Slaughter & the Dogs’ sound, however, was not a complete break from the past. The band was one of the few in punk to maintain some of glam rock’s glitter, namely in the showiness of their sound and style, and they held a deep reverence for and worship of early rock in its most raw and primitive forms. All of this spilled out in gushing tributes to one of rock’s greatest guitarists, the New York Dolls’ own Johnny Thunders, who himself was both very much of the glam era and had a glossy 1950’s sheen. Of course the most obvious nod to Thunders was Slaughter’s song “Johnny T.,” a good little rocker in its own right, but a much deeper gesture can be found in the tune “Dame to Blame.” In fact, it’s possibly the best Johnny Thunders’ track that Thunders never played on. The beginning itself is punk heaven, a catchy ode to the travails of relationships with a soaring, Mick Jones-like backing vocal repeating “It’s called love/It’s called love…,” but about two minutes in all hell breaks loose. Mick Rossi – sloppy, ragged and channeling his hero to a tee – pulls out all the stops and makes his guitar absolutely sing. His solo is chilling in its brilliance, and should be used as Exhibit A in any argument with those who believe that punks couldn’t play their instruments. It’s a moment of undeniable magic.

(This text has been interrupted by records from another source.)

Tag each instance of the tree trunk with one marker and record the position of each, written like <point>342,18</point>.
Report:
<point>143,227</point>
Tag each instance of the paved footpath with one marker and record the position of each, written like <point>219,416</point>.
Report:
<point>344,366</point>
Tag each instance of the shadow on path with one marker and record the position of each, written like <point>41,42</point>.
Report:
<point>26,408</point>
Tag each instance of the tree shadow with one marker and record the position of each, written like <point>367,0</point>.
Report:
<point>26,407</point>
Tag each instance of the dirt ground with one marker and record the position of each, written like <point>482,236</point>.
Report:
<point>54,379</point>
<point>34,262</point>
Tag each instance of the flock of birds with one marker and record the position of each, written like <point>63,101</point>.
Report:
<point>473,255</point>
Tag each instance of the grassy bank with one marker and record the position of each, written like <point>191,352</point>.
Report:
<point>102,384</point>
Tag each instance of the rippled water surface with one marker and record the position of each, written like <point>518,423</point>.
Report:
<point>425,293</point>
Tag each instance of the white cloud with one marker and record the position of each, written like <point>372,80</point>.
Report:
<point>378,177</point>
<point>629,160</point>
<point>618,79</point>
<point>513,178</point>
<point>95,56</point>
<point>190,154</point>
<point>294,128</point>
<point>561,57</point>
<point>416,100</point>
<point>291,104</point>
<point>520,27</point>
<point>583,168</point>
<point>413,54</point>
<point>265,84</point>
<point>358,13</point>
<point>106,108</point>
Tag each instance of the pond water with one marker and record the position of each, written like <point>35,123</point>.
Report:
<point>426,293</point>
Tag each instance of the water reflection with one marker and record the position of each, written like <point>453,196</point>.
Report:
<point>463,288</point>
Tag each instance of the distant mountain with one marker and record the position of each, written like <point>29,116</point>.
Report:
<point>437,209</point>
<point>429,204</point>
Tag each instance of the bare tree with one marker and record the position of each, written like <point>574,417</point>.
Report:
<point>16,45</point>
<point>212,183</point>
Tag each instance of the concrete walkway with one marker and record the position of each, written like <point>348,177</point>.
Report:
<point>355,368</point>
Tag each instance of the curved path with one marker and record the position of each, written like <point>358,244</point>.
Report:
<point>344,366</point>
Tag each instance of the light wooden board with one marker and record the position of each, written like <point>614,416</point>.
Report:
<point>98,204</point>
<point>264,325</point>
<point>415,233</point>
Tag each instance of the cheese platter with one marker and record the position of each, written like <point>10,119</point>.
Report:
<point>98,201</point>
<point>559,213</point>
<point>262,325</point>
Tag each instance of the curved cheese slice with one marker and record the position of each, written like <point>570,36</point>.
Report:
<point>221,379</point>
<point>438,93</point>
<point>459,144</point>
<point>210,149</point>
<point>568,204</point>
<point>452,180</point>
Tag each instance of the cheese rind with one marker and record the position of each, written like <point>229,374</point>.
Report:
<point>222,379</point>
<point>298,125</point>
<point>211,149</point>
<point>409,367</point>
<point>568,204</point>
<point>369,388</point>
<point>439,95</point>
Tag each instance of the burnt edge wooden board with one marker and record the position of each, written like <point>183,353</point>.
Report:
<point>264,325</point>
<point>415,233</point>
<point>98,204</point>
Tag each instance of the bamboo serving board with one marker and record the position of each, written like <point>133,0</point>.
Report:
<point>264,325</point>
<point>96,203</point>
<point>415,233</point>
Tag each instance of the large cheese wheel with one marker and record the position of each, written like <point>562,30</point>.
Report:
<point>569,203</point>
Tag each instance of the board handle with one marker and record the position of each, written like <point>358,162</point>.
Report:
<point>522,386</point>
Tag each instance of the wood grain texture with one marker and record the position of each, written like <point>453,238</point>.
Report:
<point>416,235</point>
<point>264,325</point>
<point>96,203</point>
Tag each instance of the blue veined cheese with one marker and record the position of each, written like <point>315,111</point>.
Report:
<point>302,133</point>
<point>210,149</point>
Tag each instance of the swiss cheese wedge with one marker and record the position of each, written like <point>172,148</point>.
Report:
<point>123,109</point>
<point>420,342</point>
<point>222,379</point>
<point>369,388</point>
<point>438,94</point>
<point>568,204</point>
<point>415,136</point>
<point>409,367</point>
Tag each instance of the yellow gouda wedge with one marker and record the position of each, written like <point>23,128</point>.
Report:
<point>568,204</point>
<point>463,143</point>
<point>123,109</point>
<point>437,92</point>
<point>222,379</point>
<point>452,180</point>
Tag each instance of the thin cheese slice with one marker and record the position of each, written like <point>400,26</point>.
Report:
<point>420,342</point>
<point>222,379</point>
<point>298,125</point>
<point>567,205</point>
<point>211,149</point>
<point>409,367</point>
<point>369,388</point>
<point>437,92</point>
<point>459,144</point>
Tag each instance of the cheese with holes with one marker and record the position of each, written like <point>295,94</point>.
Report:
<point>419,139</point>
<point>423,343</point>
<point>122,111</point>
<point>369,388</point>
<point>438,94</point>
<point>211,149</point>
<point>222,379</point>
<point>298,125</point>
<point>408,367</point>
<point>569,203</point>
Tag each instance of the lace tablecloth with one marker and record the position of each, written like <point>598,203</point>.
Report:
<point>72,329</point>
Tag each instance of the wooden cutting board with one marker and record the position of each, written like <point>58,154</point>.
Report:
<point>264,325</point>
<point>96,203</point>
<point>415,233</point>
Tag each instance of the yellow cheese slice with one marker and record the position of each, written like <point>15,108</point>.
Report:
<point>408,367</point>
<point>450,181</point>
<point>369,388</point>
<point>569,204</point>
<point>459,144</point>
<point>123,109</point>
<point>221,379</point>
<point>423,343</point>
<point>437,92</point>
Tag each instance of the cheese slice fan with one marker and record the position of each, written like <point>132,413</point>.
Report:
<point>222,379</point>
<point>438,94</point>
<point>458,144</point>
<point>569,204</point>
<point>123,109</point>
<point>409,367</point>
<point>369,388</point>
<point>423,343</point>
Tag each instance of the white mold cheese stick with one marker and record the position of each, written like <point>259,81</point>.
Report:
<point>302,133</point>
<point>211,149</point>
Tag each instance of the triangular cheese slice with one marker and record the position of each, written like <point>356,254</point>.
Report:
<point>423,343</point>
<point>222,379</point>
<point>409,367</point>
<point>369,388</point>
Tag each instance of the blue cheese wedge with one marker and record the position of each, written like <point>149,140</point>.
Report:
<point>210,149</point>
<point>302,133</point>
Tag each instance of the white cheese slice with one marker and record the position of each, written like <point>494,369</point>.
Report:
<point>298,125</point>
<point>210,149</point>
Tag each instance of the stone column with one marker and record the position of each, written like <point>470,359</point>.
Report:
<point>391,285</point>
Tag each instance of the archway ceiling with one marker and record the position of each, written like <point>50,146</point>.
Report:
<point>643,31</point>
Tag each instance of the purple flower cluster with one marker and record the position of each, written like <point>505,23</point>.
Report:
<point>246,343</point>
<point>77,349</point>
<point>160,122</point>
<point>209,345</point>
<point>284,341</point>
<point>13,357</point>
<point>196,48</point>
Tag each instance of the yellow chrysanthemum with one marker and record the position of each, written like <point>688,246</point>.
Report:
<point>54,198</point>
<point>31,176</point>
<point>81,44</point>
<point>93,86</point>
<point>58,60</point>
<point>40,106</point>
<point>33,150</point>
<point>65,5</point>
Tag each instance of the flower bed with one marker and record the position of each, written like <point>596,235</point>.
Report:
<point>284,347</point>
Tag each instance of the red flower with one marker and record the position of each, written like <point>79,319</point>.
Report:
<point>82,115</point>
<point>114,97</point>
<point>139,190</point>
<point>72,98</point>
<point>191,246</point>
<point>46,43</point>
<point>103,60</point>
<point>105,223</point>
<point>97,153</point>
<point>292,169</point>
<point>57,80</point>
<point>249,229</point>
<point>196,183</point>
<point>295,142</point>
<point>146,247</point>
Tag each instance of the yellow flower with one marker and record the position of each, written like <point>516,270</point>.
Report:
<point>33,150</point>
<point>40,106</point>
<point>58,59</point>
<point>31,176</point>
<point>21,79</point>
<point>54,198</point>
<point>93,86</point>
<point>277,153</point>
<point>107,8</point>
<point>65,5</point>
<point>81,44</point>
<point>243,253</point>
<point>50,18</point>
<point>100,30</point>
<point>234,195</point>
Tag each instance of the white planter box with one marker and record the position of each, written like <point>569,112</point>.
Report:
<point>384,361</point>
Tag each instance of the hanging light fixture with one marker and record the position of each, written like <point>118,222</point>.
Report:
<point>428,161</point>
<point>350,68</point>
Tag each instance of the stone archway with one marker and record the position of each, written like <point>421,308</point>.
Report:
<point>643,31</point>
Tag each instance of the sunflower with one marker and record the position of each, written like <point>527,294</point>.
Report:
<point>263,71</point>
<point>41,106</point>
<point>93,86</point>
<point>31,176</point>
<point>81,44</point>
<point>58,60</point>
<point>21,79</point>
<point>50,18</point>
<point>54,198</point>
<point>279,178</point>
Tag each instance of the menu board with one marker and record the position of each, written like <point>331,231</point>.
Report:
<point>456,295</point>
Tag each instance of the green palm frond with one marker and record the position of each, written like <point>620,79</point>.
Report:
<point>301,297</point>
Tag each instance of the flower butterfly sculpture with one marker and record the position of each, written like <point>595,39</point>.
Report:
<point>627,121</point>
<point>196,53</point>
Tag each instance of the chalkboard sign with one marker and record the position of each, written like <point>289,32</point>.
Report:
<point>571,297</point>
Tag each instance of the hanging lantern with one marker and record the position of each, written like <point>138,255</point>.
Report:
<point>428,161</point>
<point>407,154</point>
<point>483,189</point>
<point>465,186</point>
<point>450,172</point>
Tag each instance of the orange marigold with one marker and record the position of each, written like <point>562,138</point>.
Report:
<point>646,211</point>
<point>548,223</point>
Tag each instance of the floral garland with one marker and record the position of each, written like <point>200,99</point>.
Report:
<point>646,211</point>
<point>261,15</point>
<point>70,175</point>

Not long after their far-too-few classic singles and lone LP – Do It Dog Style – had been released, the band was in shambles. Wayne took off to pursue a life in France, and a revolving cast of characters, numerous name changes, a doomed bid for stardom via cleaning up their sound, and other assorted chaos followed. Briefly, very briefly, a certain Steven Patrick Morrissey joined as their singer. There’s no recorded artifact of this, and it’s hard to imagine Morrissey’s syrupy-smooth, overwrought crooning working with Slaughter & the Dogs’ jagged, streetwise sound, but it makes sense in a way when you consider that both parties had a reverential love of the New York Dolls. Later acoustic reworkings of some of their classics, done years afterward by the reformed band, are nice enough, but really don’t gel with the spirit of these songs. How do you sensitively sing, a la Dewey Bunnell and Gerry Beckley, about putting a bottle in someone’s face? It simply doesn’t work. Sorry.
You just can’t recapture a moment … and what a moment it was.